The Association typically alternated sites each year between Columbia and locations such as the state universities or metropolitan areas. This plan often created attendance problems, as any event held in one of the four corners usually cut the number of members from the opposite part of the state.
 
This merry-go-round of conference sites began to slow in the early 1960s when longtime MMEA member and DESE official Al Bleckschmidt suggested a move to a central location. With Bleckschmidt's guidance, the new 600-room Ramada Inn in Jefferson City was selected and the Association settled in for several years.
 
Although the new facility provided a consistent location each year with more rooms for attendees, the concert halls were not without problems. Performing groups played in banquet and meeting rooms on the lower level, with low ceilings and limited seating. Several members recall the “horrible” acoustics of the performance halls and the peculiar travel routes that made it necessary for honor groups to walk single-file through the dining area. (Bob Scott and Dee Lewis remember watching parades of players and singers during breakfast and lunch each day of the convention. “Nothing like dining on a sandwich with an oboe poking you in the back,” recalled Lewis.)
 
Fast-forward to 1977, and a visit to the Lake of the Ozarks by MMEA President Claude T. Smith and a group of longtime members, including new (!) MSM Editor Lewis, Executive Secretary Wynne Harrell, President-Elect Ed Carson, and Past Secretary Herb Duncan.
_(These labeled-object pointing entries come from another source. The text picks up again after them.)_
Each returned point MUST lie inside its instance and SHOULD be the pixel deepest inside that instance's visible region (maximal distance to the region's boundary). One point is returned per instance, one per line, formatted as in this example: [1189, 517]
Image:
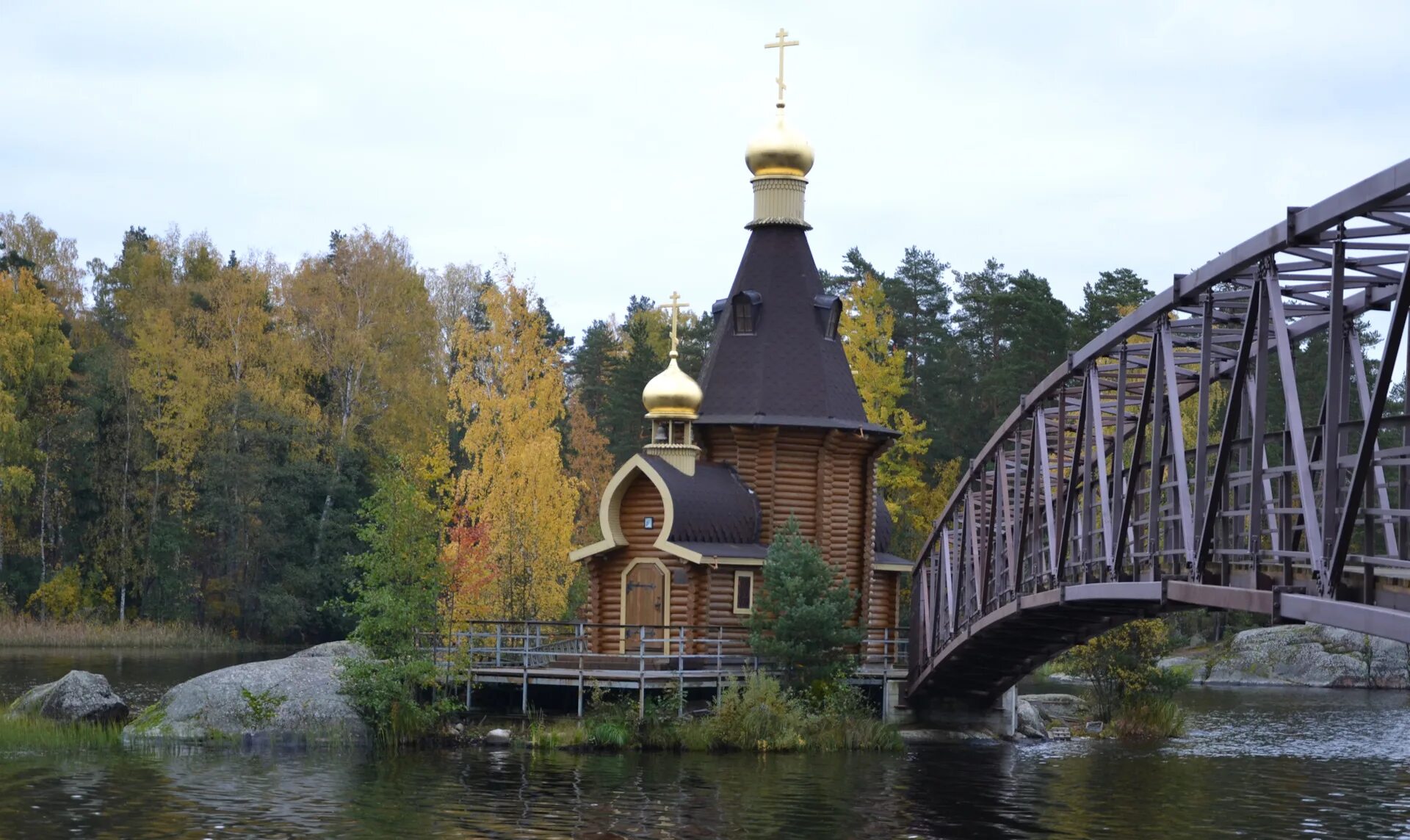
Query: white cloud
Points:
[599, 145]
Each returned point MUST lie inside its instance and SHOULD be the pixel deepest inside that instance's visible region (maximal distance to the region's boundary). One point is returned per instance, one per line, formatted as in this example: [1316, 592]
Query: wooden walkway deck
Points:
[559, 654]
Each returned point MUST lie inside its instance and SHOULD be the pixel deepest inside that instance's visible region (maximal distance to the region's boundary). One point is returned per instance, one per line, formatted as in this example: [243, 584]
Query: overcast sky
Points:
[599, 145]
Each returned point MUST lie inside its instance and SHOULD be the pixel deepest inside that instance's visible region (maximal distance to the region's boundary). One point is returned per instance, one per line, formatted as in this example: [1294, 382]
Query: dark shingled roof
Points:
[711, 507]
[787, 372]
[746, 550]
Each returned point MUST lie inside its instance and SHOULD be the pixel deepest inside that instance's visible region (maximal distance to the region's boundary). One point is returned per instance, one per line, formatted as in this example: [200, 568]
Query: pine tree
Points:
[1106, 300]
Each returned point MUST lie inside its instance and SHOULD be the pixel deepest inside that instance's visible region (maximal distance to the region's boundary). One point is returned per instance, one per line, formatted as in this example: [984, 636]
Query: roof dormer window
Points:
[828, 311]
[745, 312]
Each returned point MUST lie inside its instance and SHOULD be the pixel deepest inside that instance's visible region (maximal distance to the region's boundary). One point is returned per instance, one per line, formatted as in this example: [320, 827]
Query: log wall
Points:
[822, 477]
[639, 501]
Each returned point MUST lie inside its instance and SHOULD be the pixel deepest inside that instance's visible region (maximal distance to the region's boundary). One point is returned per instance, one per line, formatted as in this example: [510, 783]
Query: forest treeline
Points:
[194, 435]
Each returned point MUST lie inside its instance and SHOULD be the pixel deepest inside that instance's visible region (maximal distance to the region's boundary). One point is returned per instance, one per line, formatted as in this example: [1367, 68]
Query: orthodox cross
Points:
[676, 306]
[781, 43]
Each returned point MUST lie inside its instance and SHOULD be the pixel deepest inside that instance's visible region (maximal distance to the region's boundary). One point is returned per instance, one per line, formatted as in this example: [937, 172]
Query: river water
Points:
[1257, 763]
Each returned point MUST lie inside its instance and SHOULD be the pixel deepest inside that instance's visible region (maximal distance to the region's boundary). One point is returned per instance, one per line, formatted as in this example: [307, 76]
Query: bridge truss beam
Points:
[1178, 446]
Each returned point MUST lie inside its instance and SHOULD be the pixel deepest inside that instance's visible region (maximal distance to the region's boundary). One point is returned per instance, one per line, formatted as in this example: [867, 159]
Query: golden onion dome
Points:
[673, 394]
[778, 151]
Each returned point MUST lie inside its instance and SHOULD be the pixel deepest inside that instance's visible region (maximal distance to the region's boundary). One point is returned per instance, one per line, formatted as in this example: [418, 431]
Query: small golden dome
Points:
[673, 394]
[778, 151]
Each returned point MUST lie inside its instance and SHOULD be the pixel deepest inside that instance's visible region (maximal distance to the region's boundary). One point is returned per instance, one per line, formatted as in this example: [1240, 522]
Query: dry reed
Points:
[27, 631]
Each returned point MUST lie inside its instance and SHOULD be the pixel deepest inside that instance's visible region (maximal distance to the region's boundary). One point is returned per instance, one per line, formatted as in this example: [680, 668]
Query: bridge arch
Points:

The exploratory committee visited the Lodge of the Four Seasons and the Tan-Tar-A Resort, and eventually settled on the latter. Duncan recalls concerns about the jump in price for members, from $32.00 at the Ramada to $52.00 for a night at the resort, but the indoor tennis courts—now known to all of us as Salons A, B and C—opened up new possibilities for growth in the clinic program and expanded honor ensemble performances.
 
The Association has experienced tremendous changes over the past 35 years at Tan-Tar-A Resort, and clinicians, conductors, and other outstate attendees remind us each year that we host one of the country's finest and best-organized events of its kind. (A note of appreciation to active members who provided information for this article, as well as Bleckschmidt's 1960 MSM article “Down the Silver Pathway.”)
 
Conference Notes: To commemorate the 75th Conference, the Redbud Room is the planned site for a display of historical items for members to view. Drop by anytime during exhibit hours on Thursday and Friday to see original documents from the Association's formation as well as photos and recorded items. If you have an item of interest to share with the membership, we invite your contribution.